Pierre Veilletet était de ceux qui ont reçu l’écriture comme une grâce. Il écrivait avec une sorte d’humour négligent, une fine cruauté, un regard aigu capable de voir en trois dimensions, le passé toujours présent, le présent toujours un peu blessé, l’avenir toujours incertain. « Beau comme la décadence » ou brillant et aigu comme un rire, son style était une marque de fabrique, d’exigence et, une fois encore, de grâce.

Il a continué à écrire, dans Sud Ouest, sur les rayons de nos bibliothèques, et moi si peu. Et ce « peu » m’intimidait lorsque je le rencontrais, rarement, mais suffisamment pour que le fil ne soit jamais rompu. Je me souviens d’une rencontre alors qu’il revenait de Madrid où il avait suivi la longue agonie de Franco.
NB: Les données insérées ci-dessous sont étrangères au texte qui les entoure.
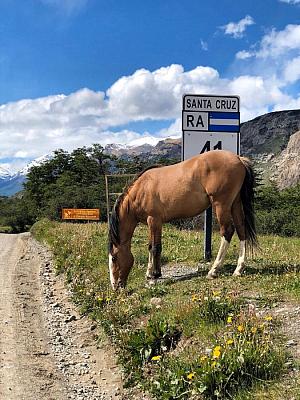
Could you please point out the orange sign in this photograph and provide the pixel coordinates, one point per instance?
(92, 214)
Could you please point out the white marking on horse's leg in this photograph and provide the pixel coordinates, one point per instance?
(112, 279)
(220, 258)
(150, 269)
(241, 260)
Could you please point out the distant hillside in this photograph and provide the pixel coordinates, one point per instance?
(271, 140)
(269, 133)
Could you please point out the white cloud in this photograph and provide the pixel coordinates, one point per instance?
(30, 128)
(276, 43)
(237, 29)
(243, 55)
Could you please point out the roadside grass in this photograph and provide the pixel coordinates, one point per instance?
(191, 339)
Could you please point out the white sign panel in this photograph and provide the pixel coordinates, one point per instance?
(195, 143)
(194, 102)
(210, 123)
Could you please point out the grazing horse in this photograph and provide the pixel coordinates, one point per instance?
(161, 194)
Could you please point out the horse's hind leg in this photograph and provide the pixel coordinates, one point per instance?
(239, 223)
(226, 230)
(155, 247)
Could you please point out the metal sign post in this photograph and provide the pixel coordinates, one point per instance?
(209, 122)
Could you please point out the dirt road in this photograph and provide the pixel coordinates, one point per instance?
(47, 350)
(27, 370)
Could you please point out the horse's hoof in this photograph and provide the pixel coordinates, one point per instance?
(151, 282)
(211, 276)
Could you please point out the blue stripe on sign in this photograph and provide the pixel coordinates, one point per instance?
(222, 115)
(224, 128)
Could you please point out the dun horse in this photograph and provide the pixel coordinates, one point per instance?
(160, 194)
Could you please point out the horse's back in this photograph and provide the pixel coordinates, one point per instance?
(184, 189)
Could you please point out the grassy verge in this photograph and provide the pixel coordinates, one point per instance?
(193, 339)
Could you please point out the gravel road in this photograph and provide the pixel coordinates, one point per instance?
(47, 350)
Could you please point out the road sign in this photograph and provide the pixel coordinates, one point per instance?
(90, 214)
(195, 143)
(210, 123)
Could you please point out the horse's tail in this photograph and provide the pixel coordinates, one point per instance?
(247, 197)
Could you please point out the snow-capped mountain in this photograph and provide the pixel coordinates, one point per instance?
(5, 174)
(13, 183)
(38, 161)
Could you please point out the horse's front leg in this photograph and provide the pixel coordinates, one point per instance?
(155, 247)
(226, 231)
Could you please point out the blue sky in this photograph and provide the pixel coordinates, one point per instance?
(76, 72)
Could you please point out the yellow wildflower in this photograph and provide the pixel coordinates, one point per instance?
(156, 358)
(191, 375)
(217, 352)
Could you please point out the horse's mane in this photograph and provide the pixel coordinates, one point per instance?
(114, 220)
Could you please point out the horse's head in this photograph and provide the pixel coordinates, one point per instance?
(120, 263)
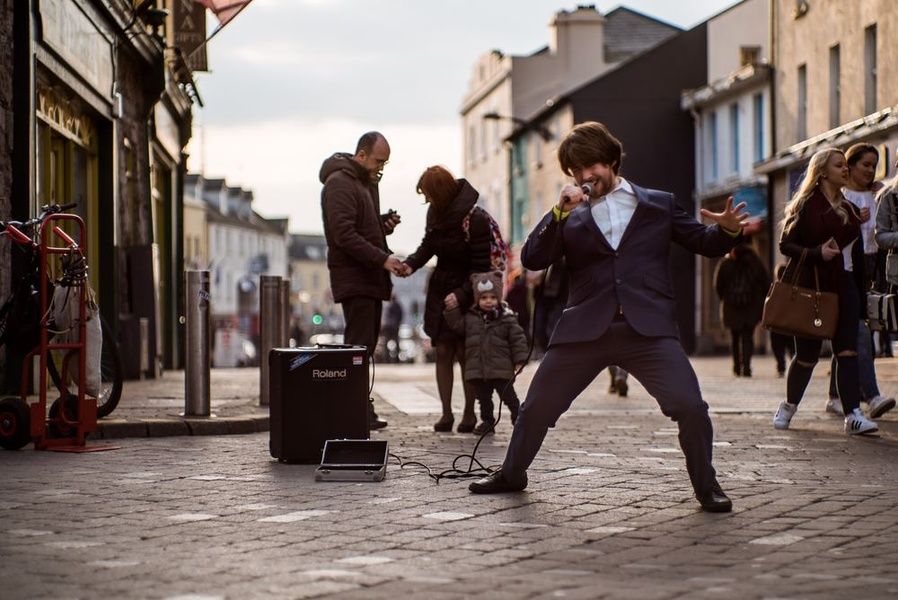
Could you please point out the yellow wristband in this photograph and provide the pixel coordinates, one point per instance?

Il m’avait dit: « j’avais envie d’un communiqué : « Les journalistes sont morts. Signé : Franco ». »

Il écrivait, en introduisant son « Bordeaux » : « Nul homme n’est l’homme d’une seule ville ». Je cite de mémoire et peut être imparfaitement, mais ce pied de nez élégant était le moteur de son style. Il m’a marqué comme tous ceux qui déjà à cette époque reniflaient vers l’écriture.

Notre dernier rendez-vous est un rendez-vous manqué et je le vis comme tel. Une semaine trop chargée à Paris m’a empêchée de lire Sud Ouest un jour ou deux. Il en a profité pour mourir et je ne l’ai su qu’avec retard. Je vous en veux, Pierre, et vous me manquez sans doute un peu plus encore que nous nous soyons encore une fois manqués.

Vous vous rattrapez déjà.

Les mots de la presse

Dimanche matin, régulièrement consacré à la revue de presse hebdomadaire. Heureux moment à essayer de saisir le durable derrière l’écume des jours, à s’aventurer dans des « papiers » de fond sur des sujets qui me sont peu familiers.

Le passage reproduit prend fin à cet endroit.